"Champs de signes - Toile 3 " juin 2007
Installation Galerie Odile Ouizeman pour l'exposition Nomad's Land, Paris
fusain sur papier et sur mur, fil noir, bois, pinces métalliques
300 x 250 x 15 cm environ
Le simple et le complexe
Traduire la complexité infinie avec la plus grande simplicité, exprimer le maximum avec le minimum, dire l’infinitude au moyen des seules variations de la ligne : les Champs de signes de Thierry Amarger entraînent le regard dans un univers labyrinthique où se mêlent inextricablement le continu et le discontinu, la sensation de relief et celle de planéité, l’impression de régularité et celle de chaos aléatoire. Par le jeu des seules empreintes en mouvement de bâtonnets de fusains brisés, de diamètre variable, le tracé gris-noir des courbes aux trajectoires localement incertaines, mais globalement orientées, suggèrent le monde fractal qui trame l’univers de nos regards désorientés, de nos pensées erratiques, de nos réseaux de communication hybrides et ramifiés....

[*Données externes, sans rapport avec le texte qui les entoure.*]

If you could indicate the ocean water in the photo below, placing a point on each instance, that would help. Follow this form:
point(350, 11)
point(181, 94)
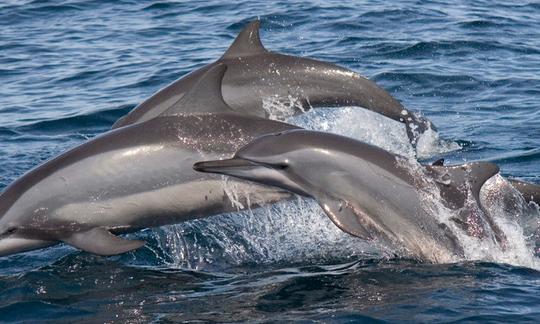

La répétition, mais dans la micro-différence, les signes comme expression d’énergies et de vibrations omniprésentes, le jeu des ombres mouvantes – favorisées par les superpositions / juxtapositions murales – et de l’enchevêtrement des fils en toile d’araignée : cet aspect hyper-complexe et pourtant globalement homogène des Champs de signes suscite le regard proche, le regard haptique, mais exige aussi la mise à distance pour « saisir » l’ensemble en une vue plane, aux antipodes de la vue proche qui révèle le relief des microdétails.
Le graphisme fait intervenir de multiples échelles de vision, conditionnées par une variété de rapports de proximité, au moyen d’un matériau et d’un dispositif simples dont la force consiste en l’expression directe de l’énergie vitale, du geste modulé, de la trajectoire inquiète de la main, de l’évolution du corps dans l’espace. L’esprit fractaliste des Champs de signes est avant tout l’expression versatile de la vie, de ses niveaux variables de sens et de densité, de ses trajectoires fluctuantes et de ses rythmes chaotiques.
Sans commencement ni fin, le tracé est ouvert, indéfiniment extensible dans l’espace ; il suggère une infinité potentielle de figures nouvelles, toujours continues, et pourtant simultanément toujours discontinues, ramifiées, erratiques. Les Champs de signes induisent un regard pluriscopique : la simplicité apparente, en chaque chose, est un leurre vite déconstruit. Le « fractal », finalement, c’est l’essence de la simplicité ordinaire ; il suffit de changer (simplement… ?) de point de vue pour le pressentir…
Jean-Claude Chirollet
Maître de conférences d’esthétique
Université de Strasbourg
Jean-Claude Chirollet a écrit, notamment, un livre sur l’art fractaliste : Art fractaliste. La complexité du regard, éditions L’Harmattan, coll. Champs Visuels, Paris, 2005.